In the UK, with our high rates of teenage pregnancy, it feels as if you’re damned if you do and if you don’t. Don’t have children too young (bad/reckless) don’t have them too old (bad/dangerous), don’t have too many (bad/excessive), especially if you can’t afford them (bad/immoral) don’t have just one (bad/cruel) don’t stay at home to look after them (bad/it’s not real work), don’t leave them at a nursery for long periods (bad/not good for child development). Bad bad bad women. Pop out two kids (one girl one boy) in your late 20s when happily married after a brief stint of a not too demanding job which won’t interfere with school pick up times and you’ve struck motherhood gold and you might just be safe from criticism.

In a still primarily Catholic country, however, with birth control still frowned upon by the Church, how is it that Italians with their famous love of children need to be so persuaded to start a family? The majority of Italian women/couples that I know remained childless until their mid 30s. People tend not to finish a degree here until their late 20s, proper work contracts with maternity benefits are difficult to obtain before your early 30s if not later, work can be insecure, rents and house prices in Rome are extremely high in comparison to average wages, people often live with parents well into their 30s and if you do live independently it can be in a small one-bedroomed apartment. Not exactly ideal conditions for child rearing.

fertility-day-4
My pregnancy will last longer than my contract.
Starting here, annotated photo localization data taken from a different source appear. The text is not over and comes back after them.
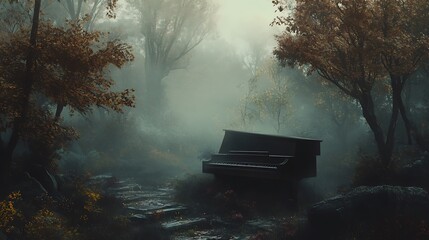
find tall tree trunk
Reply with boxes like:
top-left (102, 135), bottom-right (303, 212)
top-left (398, 94), bottom-right (429, 151)
top-left (54, 103), bottom-right (65, 122)
top-left (143, 64), bottom-right (167, 121)
top-left (1, 0), bottom-right (42, 183)
top-left (359, 93), bottom-right (392, 167)
top-left (396, 76), bottom-right (428, 150)
top-left (399, 77), bottom-right (413, 145)
top-left (384, 75), bottom-right (401, 165)
top-left (398, 95), bottom-right (413, 145)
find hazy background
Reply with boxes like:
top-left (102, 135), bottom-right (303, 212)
top-left (51, 0), bottom-right (375, 197)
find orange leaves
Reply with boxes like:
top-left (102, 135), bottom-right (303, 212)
top-left (0, 17), bottom-right (135, 149)
top-left (19, 106), bottom-right (79, 146)
top-left (106, 0), bottom-right (118, 18)
top-left (371, 0), bottom-right (429, 76)
top-left (274, 0), bottom-right (406, 99)
top-left (28, 20), bottom-right (136, 115)
top-left (275, 0), bottom-right (429, 87)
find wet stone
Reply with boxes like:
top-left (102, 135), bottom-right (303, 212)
top-left (127, 205), bottom-right (188, 220)
top-left (100, 176), bottom-right (293, 240)
top-left (129, 214), bottom-right (151, 223)
top-left (162, 217), bottom-right (207, 232)
top-left (172, 229), bottom-right (232, 240)
top-left (146, 206), bottom-right (188, 218)
top-left (246, 218), bottom-right (277, 232)
top-left (119, 193), bottom-right (149, 203)
top-left (87, 174), bottom-right (116, 185)
top-left (108, 184), bottom-right (142, 193)
top-left (126, 198), bottom-right (175, 211)
top-left (89, 174), bottom-right (115, 181)
top-left (127, 203), bottom-right (177, 214)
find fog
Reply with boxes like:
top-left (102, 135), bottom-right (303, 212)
top-left (3, 0), bottom-right (410, 197)
top-left (4, 1), bottom-right (429, 239)
top-left (28, 0), bottom-right (373, 198)
top-left (28, 0), bottom-right (363, 193)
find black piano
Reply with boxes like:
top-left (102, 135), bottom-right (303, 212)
top-left (202, 130), bottom-right (321, 181)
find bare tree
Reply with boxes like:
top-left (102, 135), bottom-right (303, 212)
top-left (56, 0), bottom-right (117, 31)
top-left (253, 59), bottom-right (292, 133)
top-left (129, 0), bottom-right (215, 117)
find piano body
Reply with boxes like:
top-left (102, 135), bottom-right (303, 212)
top-left (202, 130), bottom-right (321, 181)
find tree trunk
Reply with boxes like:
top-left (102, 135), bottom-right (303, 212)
top-left (396, 76), bottom-right (428, 150)
top-left (398, 95), bottom-right (429, 151)
top-left (384, 75), bottom-right (401, 165)
top-left (1, 0), bottom-right (42, 182)
top-left (143, 64), bottom-right (167, 121)
top-left (54, 103), bottom-right (64, 122)
top-left (399, 77), bottom-right (413, 145)
top-left (359, 93), bottom-right (392, 167)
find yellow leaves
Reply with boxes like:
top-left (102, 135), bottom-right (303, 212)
top-left (25, 208), bottom-right (79, 240)
top-left (0, 191), bottom-right (22, 233)
top-left (81, 189), bottom-right (102, 218)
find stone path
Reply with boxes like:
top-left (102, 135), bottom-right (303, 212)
top-left (91, 175), bottom-right (288, 239)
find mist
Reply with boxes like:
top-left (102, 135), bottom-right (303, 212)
top-left (2, 0), bottom-right (429, 239)
top-left (50, 0), bottom-right (372, 194)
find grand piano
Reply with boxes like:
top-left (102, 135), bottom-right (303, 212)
top-left (202, 130), bottom-right (321, 181)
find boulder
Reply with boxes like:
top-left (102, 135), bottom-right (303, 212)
top-left (308, 185), bottom-right (429, 235)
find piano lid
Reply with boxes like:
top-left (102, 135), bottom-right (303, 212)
top-left (218, 130), bottom-right (322, 156)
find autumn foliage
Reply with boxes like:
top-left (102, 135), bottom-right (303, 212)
top-left (0, 10), bottom-right (134, 177)
top-left (273, 0), bottom-right (429, 167)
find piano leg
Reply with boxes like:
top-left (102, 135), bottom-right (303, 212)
top-left (281, 177), bottom-right (299, 211)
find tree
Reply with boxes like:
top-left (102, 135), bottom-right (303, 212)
top-left (0, 0), bottom-right (134, 182)
top-left (57, 0), bottom-right (118, 31)
top-left (314, 78), bottom-right (362, 152)
top-left (0, 0), bottom-right (32, 34)
top-left (273, 0), bottom-right (429, 167)
top-left (373, 0), bottom-right (429, 148)
top-left (1, 0), bottom-right (43, 178)
top-left (252, 59), bottom-right (292, 133)
top-left (129, 0), bottom-right (215, 117)
top-left (238, 43), bottom-right (269, 130)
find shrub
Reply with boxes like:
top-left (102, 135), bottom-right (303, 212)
top-left (352, 155), bottom-right (398, 187)
top-left (24, 209), bottom-right (79, 240)
top-left (0, 191), bottom-right (23, 234)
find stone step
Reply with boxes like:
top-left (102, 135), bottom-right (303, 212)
top-left (127, 203), bottom-right (177, 214)
top-left (127, 204), bottom-right (189, 220)
top-left (246, 218), bottom-right (277, 232)
top-left (89, 174), bottom-right (115, 181)
top-left (108, 184), bottom-right (142, 193)
top-left (116, 190), bottom-right (172, 199)
top-left (86, 174), bottom-right (116, 187)
top-left (129, 213), bottom-right (151, 223)
top-left (161, 217), bottom-right (207, 232)
top-left (146, 206), bottom-right (188, 219)
top-left (127, 204), bottom-right (185, 213)
top-left (118, 193), bottom-right (149, 203)
top-left (125, 197), bottom-right (173, 210)
top-left (172, 229), bottom-right (237, 240)
top-left (115, 178), bottom-right (135, 185)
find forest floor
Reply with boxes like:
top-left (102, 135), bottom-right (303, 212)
top-left (100, 174), bottom-right (305, 240)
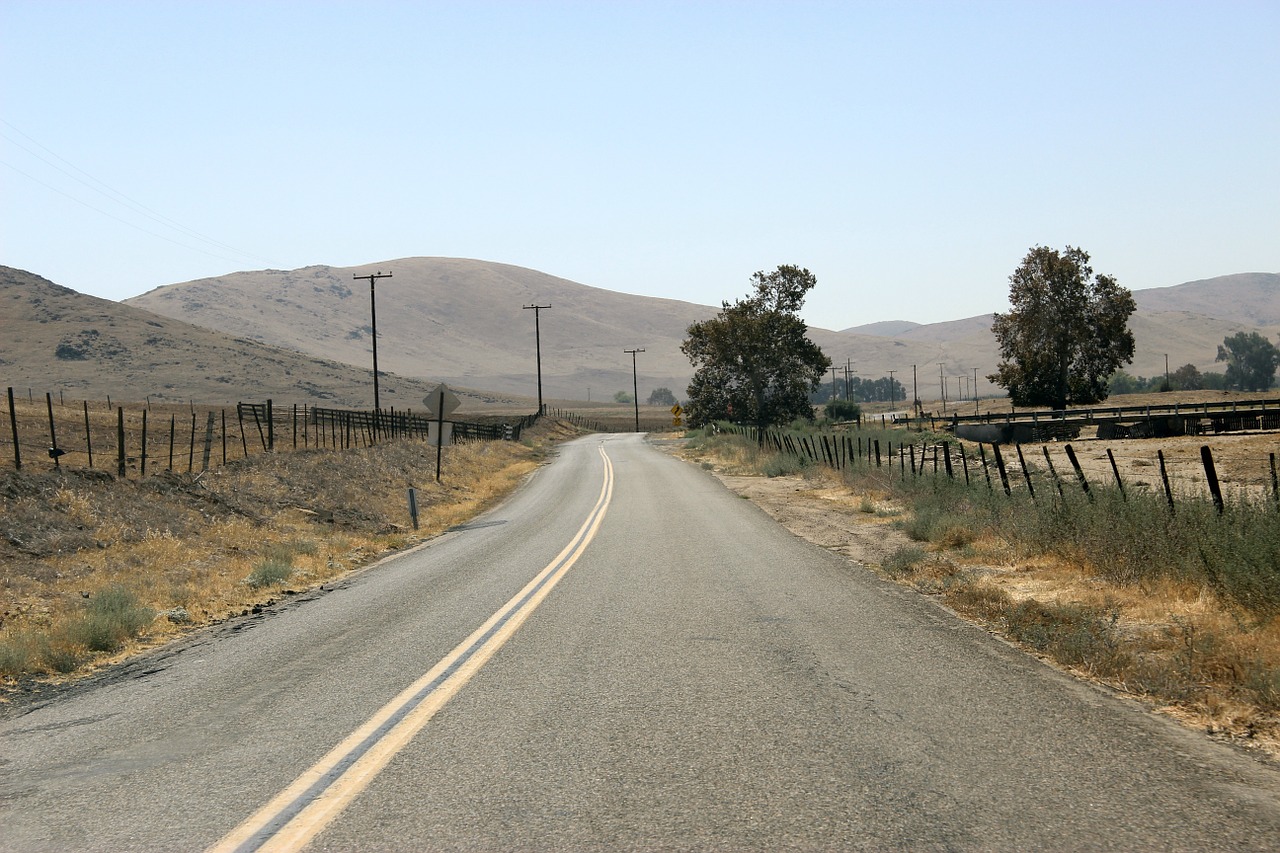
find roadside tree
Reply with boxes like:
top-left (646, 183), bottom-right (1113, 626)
top-left (1216, 332), bottom-right (1280, 391)
top-left (682, 265), bottom-right (831, 429)
top-left (990, 246), bottom-right (1135, 409)
top-left (646, 387), bottom-right (678, 407)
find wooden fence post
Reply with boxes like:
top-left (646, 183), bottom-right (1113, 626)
top-left (1201, 445), bottom-right (1224, 514)
top-left (7, 388), bottom-right (19, 470)
top-left (1271, 452), bottom-right (1278, 506)
top-left (1042, 446), bottom-right (1064, 498)
top-left (1015, 443), bottom-right (1035, 499)
top-left (1107, 449), bottom-right (1126, 500)
top-left (116, 407), bottom-right (126, 478)
top-left (168, 414), bottom-right (176, 470)
top-left (141, 409), bottom-right (148, 476)
top-left (874, 439), bottom-right (881, 468)
top-left (959, 444), bottom-right (970, 486)
top-left (990, 443), bottom-right (1012, 495)
top-left (84, 401), bottom-right (94, 468)
top-left (188, 411), bottom-right (196, 472)
top-left (1158, 450), bottom-right (1175, 514)
top-left (943, 441), bottom-right (954, 479)
top-left (46, 393), bottom-right (61, 469)
top-left (1064, 444), bottom-right (1091, 500)
top-left (978, 443), bottom-right (993, 491)
top-left (201, 412), bottom-right (215, 471)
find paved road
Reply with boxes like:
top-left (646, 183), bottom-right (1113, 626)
top-left (3, 433), bottom-right (1279, 851)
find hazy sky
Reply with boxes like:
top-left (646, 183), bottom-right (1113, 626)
top-left (2, 1), bottom-right (1276, 329)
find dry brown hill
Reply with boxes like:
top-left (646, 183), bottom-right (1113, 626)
top-left (125, 258), bottom-right (713, 403)
top-left (16, 258), bottom-right (1276, 408)
top-left (0, 266), bottom-right (519, 412)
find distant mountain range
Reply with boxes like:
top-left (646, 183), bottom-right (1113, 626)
top-left (2, 260), bottom-right (1276, 407)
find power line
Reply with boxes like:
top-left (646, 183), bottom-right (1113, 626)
top-left (1, 118), bottom-right (275, 265)
top-left (1, 158), bottom-right (259, 267)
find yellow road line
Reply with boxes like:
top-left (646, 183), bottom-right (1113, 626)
top-left (209, 445), bottom-right (615, 853)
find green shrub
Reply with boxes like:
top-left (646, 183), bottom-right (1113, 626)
top-left (63, 585), bottom-right (156, 653)
top-left (245, 558), bottom-right (293, 589)
top-left (825, 399), bottom-right (861, 422)
top-left (762, 453), bottom-right (812, 478)
top-left (883, 545), bottom-right (927, 577)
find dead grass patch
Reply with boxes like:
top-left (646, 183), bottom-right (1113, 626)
top-left (0, 422), bottom-right (556, 687)
top-left (676, 427), bottom-right (1280, 756)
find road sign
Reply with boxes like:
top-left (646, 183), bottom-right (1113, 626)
top-left (671, 404), bottom-right (683, 427)
top-left (671, 404), bottom-right (683, 416)
top-left (422, 384), bottom-right (461, 419)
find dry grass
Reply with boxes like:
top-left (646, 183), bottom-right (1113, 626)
top-left (680, 426), bottom-right (1280, 756)
top-left (0, 418), bottom-right (576, 689)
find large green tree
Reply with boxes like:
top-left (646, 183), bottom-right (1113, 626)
top-left (990, 246), bottom-right (1136, 410)
top-left (1216, 331), bottom-right (1280, 391)
top-left (682, 265), bottom-right (831, 429)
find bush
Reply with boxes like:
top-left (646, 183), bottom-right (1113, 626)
top-left (1003, 599), bottom-right (1129, 676)
top-left (883, 545), bottom-right (927, 577)
top-left (63, 585), bottom-right (156, 653)
top-left (245, 557), bottom-right (293, 588)
top-left (761, 453), bottom-right (812, 478)
top-left (825, 399), bottom-right (861, 421)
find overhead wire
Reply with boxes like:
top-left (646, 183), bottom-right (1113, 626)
top-left (0, 118), bottom-right (278, 267)
top-left (1, 158), bottom-right (257, 267)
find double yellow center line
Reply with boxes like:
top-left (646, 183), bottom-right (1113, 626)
top-left (210, 445), bottom-right (615, 852)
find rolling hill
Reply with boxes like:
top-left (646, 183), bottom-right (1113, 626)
top-left (0, 265), bottom-right (519, 411)
top-left (125, 259), bottom-right (1280, 403)
top-left (6, 259), bottom-right (1276, 410)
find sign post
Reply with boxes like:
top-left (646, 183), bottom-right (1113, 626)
top-left (423, 384), bottom-right (461, 482)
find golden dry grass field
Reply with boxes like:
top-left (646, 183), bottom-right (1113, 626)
top-left (0, 413), bottom-right (584, 693)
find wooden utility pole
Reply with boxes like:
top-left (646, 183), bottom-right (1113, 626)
top-left (523, 304), bottom-right (551, 415)
top-left (625, 348), bottom-right (645, 432)
top-left (353, 271), bottom-right (393, 413)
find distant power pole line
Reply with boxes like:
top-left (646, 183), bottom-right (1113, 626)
top-left (523, 304), bottom-right (551, 415)
top-left (353, 270), bottom-right (393, 412)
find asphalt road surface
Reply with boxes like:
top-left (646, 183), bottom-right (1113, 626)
top-left (3, 433), bottom-right (1279, 851)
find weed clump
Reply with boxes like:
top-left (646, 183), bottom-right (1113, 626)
top-left (64, 585), bottom-right (156, 653)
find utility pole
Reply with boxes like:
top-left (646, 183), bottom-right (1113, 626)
top-left (845, 359), bottom-right (852, 400)
top-left (939, 362), bottom-right (947, 414)
top-left (972, 367), bottom-right (979, 416)
top-left (830, 366), bottom-right (839, 402)
top-left (625, 348), bottom-right (645, 432)
top-left (1165, 353), bottom-right (1170, 391)
top-left (523, 304), bottom-right (550, 415)
top-left (353, 270), bottom-right (393, 414)
top-left (911, 364), bottom-right (918, 418)
top-left (888, 370), bottom-right (897, 412)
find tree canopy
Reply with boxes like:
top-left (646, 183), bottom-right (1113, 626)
top-left (646, 387), bottom-right (678, 407)
top-left (990, 246), bottom-right (1135, 410)
top-left (682, 265), bottom-right (830, 429)
top-left (1217, 331), bottom-right (1280, 391)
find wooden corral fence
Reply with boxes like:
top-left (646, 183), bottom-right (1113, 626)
top-left (3, 388), bottom-right (538, 477)
top-left (718, 423), bottom-right (1280, 514)
top-left (942, 397), bottom-right (1280, 444)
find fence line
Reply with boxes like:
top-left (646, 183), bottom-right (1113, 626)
top-left (714, 422), bottom-right (1279, 512)
top-left (3, 388), bottom-right (540, 478)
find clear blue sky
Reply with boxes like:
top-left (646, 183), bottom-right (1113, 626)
top-left (2, 0), bottom-right (1276, 329)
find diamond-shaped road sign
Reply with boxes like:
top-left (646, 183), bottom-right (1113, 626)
top-left (422, 384), bottom-right (461, 419)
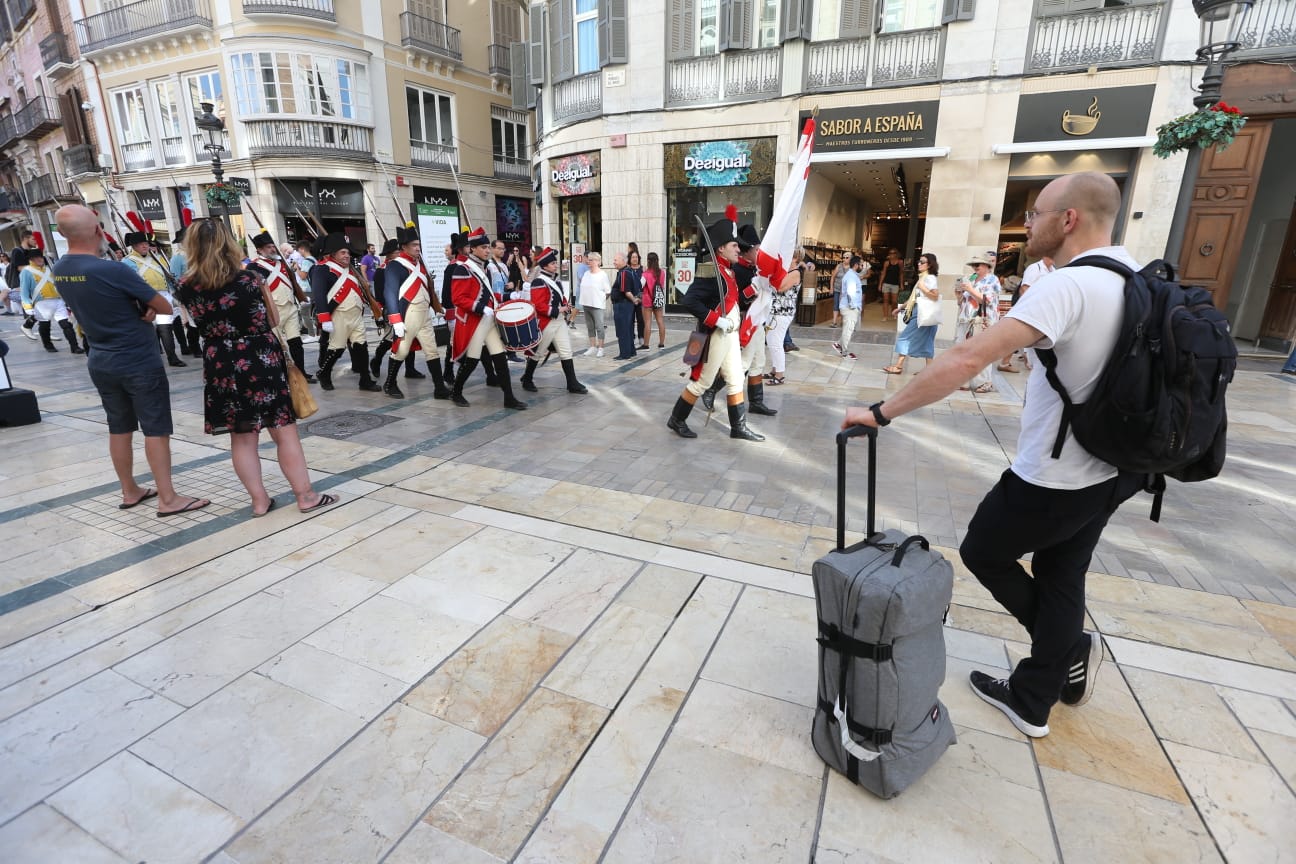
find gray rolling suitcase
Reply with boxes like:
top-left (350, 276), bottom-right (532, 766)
top-left (811, 427), bottom-right (956, 798)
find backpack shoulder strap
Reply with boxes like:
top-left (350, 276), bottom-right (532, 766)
top-left (1061, 254), bottom-right (1135, 278)
top-left (1035, 346), bottom-right (1075, 460)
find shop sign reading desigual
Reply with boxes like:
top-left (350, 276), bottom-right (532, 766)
top-left (550, 152), bottom-right (601, 197)
top-left (663, 138), bottom-right (776, 188)
top-left (801, 103), bottom-right (939, 153)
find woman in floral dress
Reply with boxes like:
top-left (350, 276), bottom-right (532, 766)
top-left (176, 220), bottom-right (337, 516)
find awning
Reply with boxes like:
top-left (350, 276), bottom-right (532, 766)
top-left (801, 147), bottom-right (951, 163)
top-left (992, 136), bottom-right (1155, 155)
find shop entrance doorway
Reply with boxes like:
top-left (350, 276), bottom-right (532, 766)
top-left (559, 194), bottom-right (601, 285)
top-left (1256, 197), bottom-right (1296, 351)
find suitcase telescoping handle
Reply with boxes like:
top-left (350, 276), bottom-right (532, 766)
top-left (836, 426), bottom-right (878, 552)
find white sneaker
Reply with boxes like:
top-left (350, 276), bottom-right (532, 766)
top-left (21, 321), bottom-right (37, 340)
top-left (584, 347), bottom-right (596, 357)
top-left (596, 347), bottom-right (604, 358)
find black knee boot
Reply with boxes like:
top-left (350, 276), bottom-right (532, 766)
top-left (353, 344), bottom-right (382, 391)
top-left (492, 353), bottom-right (527, 410)
top-left (187, 324), bottom-right (202, 356)
top-left (482, 348), bottom-right (499, 386)
top-left (158, 323), bottom-right (184, 366)
top-left (287, 337), bottom-right (314, 382)
top-left (370, 338), bottom-right (392, 378)
top-left (452, 357), bottom-right (478, 406)
top-left (748, 378), bottom-right (777, 416)
top-left (700, 375), bottom-right (724, 412)
top-left (59, 320), bottom-right (84, 354)
top-left (520, 359), bottom-right (539, 392)
top-left (429, 358), bottom-right (451, 399)
top-left (383, 358), bottom-right (404, 399)
top-left (172, 320), bottom-right (190, 355)
top-left (317, 347), bottom-right (347, 390)
top-left (404, 353), bottom-right (424, 379)
top-left (667, 395), bottom-right (698, 438)
top-left (38, 320), bottom-right (56, 352)
top-left (728, 401), bottom-right (765, 442)
top-left (561, 359), bottom-right (587, 394)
In Italy, there are some fundamental reasons why people might delay having a child when their own prospects are so uncertain. One of the posters refers to procreation as a common good, but if this is true then surely looking after children should also be in the common interest? And it is these issues that should be considered (lack of secure work, lack of childcare, lack of affordable housing) rather than spending money on a ill-thought-out and unnecessary campaign. Until these underlying issues even begin to be addressed, it is unlikely that any ad campaign will produce the required rise.

 

 

4 comments

  1. Oh wow didn’t knew there is a Fertility Day which is celebrated in Italy! I think pone should not go by whats say but decided themselves when they want to become mother, no one else should have a say on this other than the mother itself.